Saturday, February 23, 2008

My Oscar Predictions: No Country for Old Men to Dominate

Okay, I'll make a few.

Best Picture: The Coen brothers' No Country for Old Men, adapted from the Cormac McCarthy novel, is a tense, artfully plotted, beautifully photographed thriller that uses a frightening chase across Western landscapes to make a statement or two about (depraved) human nature. Yeah, bleak and all, but a real cinematic achievement, including a trio of top-rank performances. It should and will win.

Best Director: Let's call it for the Coen Brothers (No Country). Has this award ever gone to two people? Siblings?

Best actor: Daniel Day-Lewis is fierce and wholly absorbed into his role as brutal oil baron Daniel Plainview in There Will Be Blood. In a year of strong male performances, his is the best. I'm thinking that the Academy will feel the same.

Best actress: Julie Christie (Away From Her) has been the talk of the awards shows for several months running, and here's betting that she'll win. Second-most-likely: Marion Cotillard, as Edith Piaf in La Vie en Rose.

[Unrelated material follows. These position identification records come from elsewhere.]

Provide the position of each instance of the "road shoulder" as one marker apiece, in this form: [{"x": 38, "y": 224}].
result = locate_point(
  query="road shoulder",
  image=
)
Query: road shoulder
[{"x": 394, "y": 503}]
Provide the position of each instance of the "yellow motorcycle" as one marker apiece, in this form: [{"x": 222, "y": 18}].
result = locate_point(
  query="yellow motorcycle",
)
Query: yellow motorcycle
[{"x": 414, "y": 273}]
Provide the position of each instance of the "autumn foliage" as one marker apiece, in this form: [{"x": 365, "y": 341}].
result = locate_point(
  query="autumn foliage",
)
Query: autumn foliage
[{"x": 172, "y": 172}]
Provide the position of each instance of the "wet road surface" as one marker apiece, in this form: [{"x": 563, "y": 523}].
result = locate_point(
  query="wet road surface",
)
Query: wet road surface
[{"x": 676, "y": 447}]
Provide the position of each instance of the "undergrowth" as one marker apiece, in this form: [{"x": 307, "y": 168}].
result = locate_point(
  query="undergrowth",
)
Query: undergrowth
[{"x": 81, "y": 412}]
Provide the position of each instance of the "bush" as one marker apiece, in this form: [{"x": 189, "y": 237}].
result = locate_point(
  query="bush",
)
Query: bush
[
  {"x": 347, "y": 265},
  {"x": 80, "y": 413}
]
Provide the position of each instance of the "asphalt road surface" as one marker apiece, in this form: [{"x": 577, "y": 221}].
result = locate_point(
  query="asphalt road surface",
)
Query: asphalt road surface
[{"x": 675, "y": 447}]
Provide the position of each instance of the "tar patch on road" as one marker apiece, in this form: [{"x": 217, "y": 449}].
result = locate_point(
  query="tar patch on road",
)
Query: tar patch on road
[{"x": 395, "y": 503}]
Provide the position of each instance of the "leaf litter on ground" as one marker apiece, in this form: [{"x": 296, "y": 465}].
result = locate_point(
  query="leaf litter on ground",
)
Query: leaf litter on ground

Best supporting actor: If there's any justice in the world ... Javier Bardem, as one of the scariest movie villains EVER, in No Country for Old Men. I'm predicting that there will be justice in the world, at least on Sunday night. This is a very strong category, too, as Tom Wilkinson (Michael Clayton), Casey Affleck (The Assassination of Jesse James ...) and Hal Holbrook (Into the Wild) all turn in superb performances. I didn't see Philip Seymour Hoffman in Charlie Wilson's War, but he excels in Before the Devil Knows You're Dead and The Savages.

Best supporting actress: Amy Ryan does bone-deep work as the world's worst mom in Gone Baby Gone, but I'm guessing that the too-long-overlooked Ruby Dee will win for American Gangster (for sentimental reasons - she has very little screen time).

Original Screenplay: Diablo Cody for creating the snappy, very funny and finally poignant dialogue in Juno, this year's Little Film That Could. The film has received a swell of recent attention, so it makes sense that the Academy will want to give it at least one major award (since it's unlikely to win in the categories of best picture or best actress)

Adapted screenplay: When the Coens meet McCarthy, genius happens, and No Country for Old Men will win again (I think).